If we assume that $x$ is a quadratic residue, then none of the others can be a quadratic residue mod $pq$ because they are not quadratic residues mod at least one of $p$ or $q$.
For example, for $x' = x_1 c_1 - x_2 c_2$, we have $x' \equiv -x_2$ (mod $q$), and $-x_2$ is not a square mod $q$ since $q \equiv 3$ (mod 4), as you have noted. Therefore $x'$ is not a square mod $q$ and therefore not a square mod $pq$. (Being a square mod $pq$ implies square mod $q$; therefore, not square mod $q$ implies not square mod $pq$.)
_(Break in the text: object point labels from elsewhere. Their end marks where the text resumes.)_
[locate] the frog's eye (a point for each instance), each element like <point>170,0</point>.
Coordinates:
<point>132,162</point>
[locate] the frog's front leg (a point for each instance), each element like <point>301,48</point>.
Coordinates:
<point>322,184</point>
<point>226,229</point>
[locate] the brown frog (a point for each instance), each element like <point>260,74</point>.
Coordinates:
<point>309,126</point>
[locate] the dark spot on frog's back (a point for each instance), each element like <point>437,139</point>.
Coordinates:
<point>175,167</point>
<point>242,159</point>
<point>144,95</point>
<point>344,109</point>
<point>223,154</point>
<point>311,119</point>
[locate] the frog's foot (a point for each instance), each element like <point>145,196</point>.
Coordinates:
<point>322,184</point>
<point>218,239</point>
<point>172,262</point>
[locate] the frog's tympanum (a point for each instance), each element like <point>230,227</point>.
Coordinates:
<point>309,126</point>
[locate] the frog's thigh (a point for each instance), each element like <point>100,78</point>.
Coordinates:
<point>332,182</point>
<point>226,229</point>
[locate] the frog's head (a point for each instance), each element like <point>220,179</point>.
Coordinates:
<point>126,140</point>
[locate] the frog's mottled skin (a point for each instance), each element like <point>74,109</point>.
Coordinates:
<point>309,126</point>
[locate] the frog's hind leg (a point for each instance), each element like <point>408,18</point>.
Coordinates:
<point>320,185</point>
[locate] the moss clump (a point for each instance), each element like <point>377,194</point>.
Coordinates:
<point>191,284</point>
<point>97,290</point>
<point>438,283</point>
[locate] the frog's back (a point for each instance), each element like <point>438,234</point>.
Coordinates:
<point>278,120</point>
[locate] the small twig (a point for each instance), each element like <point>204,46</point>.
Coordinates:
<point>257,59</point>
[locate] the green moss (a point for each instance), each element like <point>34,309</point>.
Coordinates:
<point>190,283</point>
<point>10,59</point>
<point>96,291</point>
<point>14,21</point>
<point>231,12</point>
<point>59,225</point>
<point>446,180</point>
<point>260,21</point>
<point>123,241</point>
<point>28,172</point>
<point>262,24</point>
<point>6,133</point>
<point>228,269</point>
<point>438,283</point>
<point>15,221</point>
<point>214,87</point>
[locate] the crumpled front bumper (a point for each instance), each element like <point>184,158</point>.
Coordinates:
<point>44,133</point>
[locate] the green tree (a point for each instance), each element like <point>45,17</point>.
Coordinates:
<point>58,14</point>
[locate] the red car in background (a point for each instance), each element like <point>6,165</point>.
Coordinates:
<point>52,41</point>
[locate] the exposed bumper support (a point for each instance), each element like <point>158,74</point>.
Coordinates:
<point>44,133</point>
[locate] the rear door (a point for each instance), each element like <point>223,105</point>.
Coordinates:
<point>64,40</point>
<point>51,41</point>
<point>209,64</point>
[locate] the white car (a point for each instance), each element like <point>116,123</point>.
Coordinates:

Similarly, $x''$ is not a square mod $p$, and $x'''$ is neither a square mod $p$ nor $q$.
This shows that at most one of the square roots can be a quadratic residue; to show that at least one of them is, notice that by changing the signs of $x_1$ and $x_2$ if necessary, we can make $x_1$ into a square mod $p$, and $x_2$ into a square mod $q$; then the corresponding $x$ will be a square mod $pq$ as desired.